Namira menutup percakapan mereka dengan kalimat yang membuat mereka berdua bergelak tawa. Sungguh manis persahabatan mereka, meski saling berbeda pendapat tapi tak pernah berselisih berkepanjangan. Bahkan perselisihan mereka juga ditutup dengan tawa dan saling berpelukan.

🍁

Azrina sedang memimpin apel pagi para santri sebelum mereka masuk kelas dan memulai pelajaran.
Namira tidak ada jadwal apa-apa hari ini, dia berbaring santai di atas tempat tidurnya. Di tangannya ia menggenggam buku yang baru dikembalikan Azrina. Ia masih tersenyum-senyum sendiri mengingat buku yang dipegangnya itu pernah juga dipegang oleh Jun Ki. Sesekali ia menatapnya lalu mendekapnya lalu menatapnya kembali. Dia benar-benar hilang kendali.
Sampai sesuatu yang akan lebih bisa membuat detak jantungnya semakin tak terkontrol ia temukan di lembaran terakhir bukunya. Tepat di bawah tulisan tangannya. Ada tulisan tangan yang berhasil melambungkan jiwanya. Ia yakin itu bukan tulisannya, dan ia yakin sekali tulisan itu belum lama berada disana.

"Tulisan siapa ini?" Hatinya bertanya meski sudah tahu siapa yang menulisnya.

Ya. Tulisan itu adalah tulisan tangan Jun Ki. Jun Ki yang menulisnya dengan wajah dipenuhi gurat kebahagiaan. Manis sekali senyumnya saat tangannya perlahan meraih pena lalu mulai menulis kata demi kata. Semanis wajah Azrina yang terus membayangi fikirannya.

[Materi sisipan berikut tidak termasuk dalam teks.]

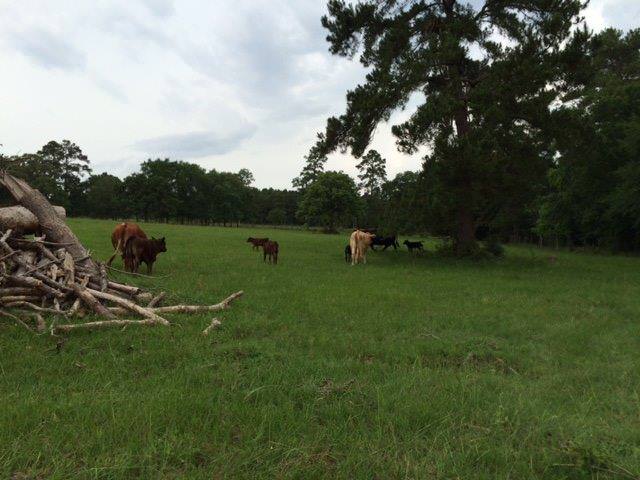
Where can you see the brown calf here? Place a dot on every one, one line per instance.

"Bisakah aku menjadi sahabat, agar bisa selamat?
.
.
.
Nice poems!
Glad to know you, Namira..."

Begitu Jun Ki menuliskan kalimatnya. Kalimat yang biasa saja sebenarnya, ia tidak ahli menuliskan kata-kata puitis seperti Namira, lagi pula bahasa Indonesianya masih belepotan. Tapi cukup untuk membuat Namira tersenyum seharian dan tidak tidur semalaman.

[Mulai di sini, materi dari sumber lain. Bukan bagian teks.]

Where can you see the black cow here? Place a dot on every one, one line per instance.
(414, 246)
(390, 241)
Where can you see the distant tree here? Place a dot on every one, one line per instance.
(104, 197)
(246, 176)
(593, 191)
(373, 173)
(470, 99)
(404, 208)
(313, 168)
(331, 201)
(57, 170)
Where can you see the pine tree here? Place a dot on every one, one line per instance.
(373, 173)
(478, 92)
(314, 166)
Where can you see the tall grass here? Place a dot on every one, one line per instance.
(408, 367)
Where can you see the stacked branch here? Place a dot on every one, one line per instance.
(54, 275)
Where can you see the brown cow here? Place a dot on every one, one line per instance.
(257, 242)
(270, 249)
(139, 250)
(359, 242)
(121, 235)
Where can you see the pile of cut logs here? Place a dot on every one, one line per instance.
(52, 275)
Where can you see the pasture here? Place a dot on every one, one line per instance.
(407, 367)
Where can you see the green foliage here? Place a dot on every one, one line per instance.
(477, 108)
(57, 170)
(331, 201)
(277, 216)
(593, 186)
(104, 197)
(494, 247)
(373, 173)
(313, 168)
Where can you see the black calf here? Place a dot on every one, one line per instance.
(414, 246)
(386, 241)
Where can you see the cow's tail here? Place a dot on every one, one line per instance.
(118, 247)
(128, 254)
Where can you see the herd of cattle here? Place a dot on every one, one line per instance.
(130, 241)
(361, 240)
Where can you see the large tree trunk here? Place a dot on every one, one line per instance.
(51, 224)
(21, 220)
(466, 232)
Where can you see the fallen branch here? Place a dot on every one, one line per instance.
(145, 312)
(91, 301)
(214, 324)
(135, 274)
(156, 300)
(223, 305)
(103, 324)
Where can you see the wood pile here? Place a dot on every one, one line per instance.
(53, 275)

Ia mendapat pesan dari seseorang yang belum lama dikenalnya hanya sebatas nama dan sekilas melihat wajahnya. Seseorang yang belum pernah bertemu dengannya, tetapi seketika terasa begitu dekat, begitu bersahabat.

Lee Jun Ki. Nama itu kini gagah bertahta pada sebuah kerajaan hati. Kerajaan hati yang semula rapuh nyaris runtuh, lalu menjelma utuh berkat datangnya sebuah nama dengan secercah harapan. Harapan yang bersinar terang tetapi menyejukkan.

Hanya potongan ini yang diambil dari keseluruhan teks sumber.